Livres ainsi frappés par la foudre, défendus, dispersés, Livres fétiches que nos deux autres auteurs, Joseph Belletante et Bernadette Moglia appellent Talismans. Ce sont, écrivent-ils les livres qui sauvent, et ils nous sauvent d’une mort annoncée et d’une mélancolie certaine. Ainsi, pouvons-nous relire l‘histoire tragique de Vie et destin mais aussi de son auteur Vassili Grossman, celle de la bibliothèque perdue de Walter Benjamin et du triste destin de ce philosophe, à la frontière espagnole. J’ai découvert qu’Abbie Hoffman volait des Livres, puis j’ai retrouvé l’histoire de la Haggadah de Sarajevo (écrite vers 1350) qui a échappé à l’inquisition espagnole, a traversé l’Europe des guerres et des bûchers pour être récupérée in extrémis pendant le siège de capitale bosniaque. Il est aussi question du sauvetage de l’œuvre de Kafka par Max Brod lequel en désobéissant à son ami qui voulait presque tout brûler nous a donné le meilleur à lire de ce que la littérature a jamais produit : Le Procès, Le château, La Colonie pénitentiaire, La Métamorphose et toute la Correspondance de ce génie praguois du verbe… Citons encore Sylvain Tesson et sa bibliothèque de voyages, Ernest Hemingway, Mary Shelley et bien d’autres encore dont toutes les notices sont passionnantes à lire…Ces présentations d’auteurs et leurs rapports passionnées aux Livres racontent ainsi les vies de ceux qui ont écrit et ceux qui ont sauvé les Livres. Histoires aussi des bibliothèques perdues, retrouvées et sauvées…Tous ces amoureux des Livres restent les véritables passeurs et les transmetteurs d’un savoir. Ils n’en finissent pas de nous faire aimer encore et encore davantage les Livres.

Un hymne à l’amour…

des Livres. BibliOdyssées. Ce Livre porte bien son titre qui rappelle évidemment le périple d’Ulysse mais dont l’histoire est à la fois vraie et fausse, une légende, une haggadah grecque quoi !, qui a traversé le temps grâce au génie d’Homère. BibliOdyssées nous invite à devenir les Noé d’une arche, non plus pour sauver les animaux, ce que, écoutant le récit biblique, nous devrions continuer à faire pour sauver l’espèce humaine, mais, sauver les Livres qui, depuis qu’ils existent sous toutes les formes que nous leur connaissons, ont fait de nous des Hommes. Depuis, ils ont essayé de résister à toutes les tempêtes du temps et à toutes nos folies destructrices. Hélas, certains ont disparu à jamais.
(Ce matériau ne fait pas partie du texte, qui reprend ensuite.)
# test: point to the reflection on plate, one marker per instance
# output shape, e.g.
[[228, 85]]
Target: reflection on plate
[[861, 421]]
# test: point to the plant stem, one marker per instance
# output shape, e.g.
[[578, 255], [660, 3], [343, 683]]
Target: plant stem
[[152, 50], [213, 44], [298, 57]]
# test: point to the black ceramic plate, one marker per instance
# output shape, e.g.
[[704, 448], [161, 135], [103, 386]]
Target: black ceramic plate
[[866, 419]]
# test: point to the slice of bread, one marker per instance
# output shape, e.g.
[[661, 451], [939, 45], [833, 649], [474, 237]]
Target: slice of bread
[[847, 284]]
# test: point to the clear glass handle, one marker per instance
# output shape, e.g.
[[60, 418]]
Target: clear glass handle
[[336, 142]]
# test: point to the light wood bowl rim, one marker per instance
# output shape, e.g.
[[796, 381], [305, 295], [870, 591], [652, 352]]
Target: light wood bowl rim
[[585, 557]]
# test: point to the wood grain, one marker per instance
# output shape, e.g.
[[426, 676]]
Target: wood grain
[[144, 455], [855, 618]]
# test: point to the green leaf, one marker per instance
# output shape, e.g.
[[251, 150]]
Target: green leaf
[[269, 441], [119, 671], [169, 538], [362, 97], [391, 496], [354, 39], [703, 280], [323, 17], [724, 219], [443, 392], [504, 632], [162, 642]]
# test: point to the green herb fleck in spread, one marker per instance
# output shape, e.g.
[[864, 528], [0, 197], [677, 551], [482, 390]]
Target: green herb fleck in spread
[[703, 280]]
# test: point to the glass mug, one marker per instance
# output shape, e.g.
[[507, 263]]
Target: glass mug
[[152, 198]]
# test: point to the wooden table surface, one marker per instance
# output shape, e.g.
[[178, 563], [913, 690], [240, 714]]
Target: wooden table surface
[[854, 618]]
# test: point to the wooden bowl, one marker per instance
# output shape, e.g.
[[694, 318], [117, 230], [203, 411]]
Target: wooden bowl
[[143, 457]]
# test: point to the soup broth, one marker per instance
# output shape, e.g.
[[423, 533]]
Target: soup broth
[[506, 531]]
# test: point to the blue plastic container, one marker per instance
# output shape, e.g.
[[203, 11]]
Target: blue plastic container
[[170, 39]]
Mais en sauvant les Livres, nous sauvons aussi notre esprit d’un naufrage certain qui est la pire des catastrophes que nous pourrions connaître. En effet, la disparition des Livres nous plongerait dans le néant de l’âme, ce que nos écrivains et nos sauveurs de Livres que sont Kamel Daoud, Raphaël Jerusalmy, Joseph Belletante et Bernadette Moglia nous rappellent avec toute l’insistance et le talent qui n’appartiennent qu’aux vrais écrivains et aux amoureux des Livres.

 

Par Jean-Marc Alcalay

[1] Kamel Daoud, Raphaël Jerusalmy, BibliOdyssées, Joseph Belletante, Bernadette Moglia, 50 histoires de livres sauvés, Actes Sud, Imprimerie nationale Editions, 2019. Joseph Belletante est directeur du Musée de l’Imprimerie et de la communication graphique. Bernadette Moglia est responsable de la communication et des partenariats du musée. Ce livre a accompagné l’exposition « l’Odyssée des livres sauvés », Lyon, du 12 avril au 22 septembre 2019.

 

[2] Gérard Haddad, Manger le livre, Grasset, 1984.

[3] Raphaël Jerusalmy, « L’âne et le rapace », in BibliOdyssées, p.49.